La mort, quand elle venait, ne détruisait pas tout : elle révélait. Elle mettait à nu ce qui, en nous, résistait à la vérité. Si nous en avions si peur, c’était peut-être parce qu’elle ramenait chacun à une question que la vie permettait d’éviter : qu’avais-je vraiment aimé, et qu’avais-je fait de cet amour ? Au chevet des mourants, cette question n’était plus théorique, elle devenait prière, soupir, murmure. Je voyais défiler dans leurs yeux des visages, des regrets, des joies, des occasions manquées. Mon rôle n’était pas de répondre à leur place, mais de rester là pendant qu’ils affrontaient ce bilan intérieur.
Accompagner, c’était entrer dans une éthique du regard. Ne pas détourner les yeux quand le corps se déformait, quand l’odeur devenait difficile, quand la peau se marquait. Refuser de réduire l’autre à sa douleur, à son agitation, à son silence. Ne pas confondre la pitié avec la compassion : la pitié regardait de loin et gardait ses distances ; la compassion s’inclinait, acceptait d’être touchée, mais restait debout pour soutenir. Parfois, l’acte le plus empathique consistait simplement à dire : « Je suis resté là. Je ne t’ai pas quitté. » Et à tenir cette parole jusqu’au bout.
Je rêvais d’une société qui n’aurait plus peur de la finitude, qui saurait accueillir ses morts, leur parler encore, leur garder une place. Une société où l’on apprendrait aussi les gestes de « derniers secours » : tenir une main, écouter un silence, accompagner un souffle qui s’éteint. Une société qui ne confierait pas aux seules machines la décision du dernier instant, mais assumerait la responsabilité d’une présence humaine. Car soigner en fin de vie, c’était rappeler que la liberté ne disparaissait pas avec la force du corps : tant qu’il restait un choix, même minuscule, il restait une dignité à honorer.
Au chevet de ceux qui s’en allaient, je découvrais que la mort n’était pas seulement la fin de la vie, mais l’ultime forme de la relation. On pouvait encore aimer un mourant, et il pouvait encore aimer. Cet amour-là ne promettait plus d’avenir ; il condensait, dans l’instant, la fidélité de toute une vie. L’empathie soignante se nourrissait de cet amour : elle ne se mesurait pas au nombre de gestes techniques, mais à la qualité de présence.

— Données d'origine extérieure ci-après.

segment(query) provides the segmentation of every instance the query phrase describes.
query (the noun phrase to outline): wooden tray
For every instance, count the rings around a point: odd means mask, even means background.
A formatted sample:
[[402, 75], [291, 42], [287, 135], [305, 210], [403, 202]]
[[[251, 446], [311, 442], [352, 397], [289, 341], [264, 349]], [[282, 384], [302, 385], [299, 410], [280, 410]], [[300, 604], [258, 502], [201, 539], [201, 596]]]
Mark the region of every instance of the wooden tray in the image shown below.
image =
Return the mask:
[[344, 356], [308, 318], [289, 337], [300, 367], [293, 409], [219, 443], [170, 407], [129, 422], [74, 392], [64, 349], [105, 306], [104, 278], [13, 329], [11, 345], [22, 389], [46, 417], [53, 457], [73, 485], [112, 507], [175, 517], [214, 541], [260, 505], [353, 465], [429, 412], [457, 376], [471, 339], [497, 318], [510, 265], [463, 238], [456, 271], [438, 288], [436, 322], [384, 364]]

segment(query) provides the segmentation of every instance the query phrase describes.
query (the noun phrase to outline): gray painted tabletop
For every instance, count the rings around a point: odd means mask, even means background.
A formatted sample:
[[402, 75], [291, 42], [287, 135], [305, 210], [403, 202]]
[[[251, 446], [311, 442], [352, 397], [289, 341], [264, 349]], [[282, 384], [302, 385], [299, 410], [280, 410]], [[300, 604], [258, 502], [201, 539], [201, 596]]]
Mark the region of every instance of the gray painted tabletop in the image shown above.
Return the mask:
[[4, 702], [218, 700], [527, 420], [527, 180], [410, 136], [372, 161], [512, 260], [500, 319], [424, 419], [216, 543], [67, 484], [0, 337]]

Je signe ce texte comme un témoin. Témoin de ces instants où la grandeur humaine se révélait dans le dépouillement, où un regard, une main, un souffle disaient plus que tous les discours. Le soin palliatif était, pour moi, un acte de résistance spirituelle, un acte de foi dans la dignité de l’homme jusqu’à son dernier souffle. Si je devais résumer en un mot cette expérience, je dirais : présence. Une présence empathique, vulnérable, obstinée, qui sauvait ce qui pouvait l’être, non pas de la mort, mais de l’oubli.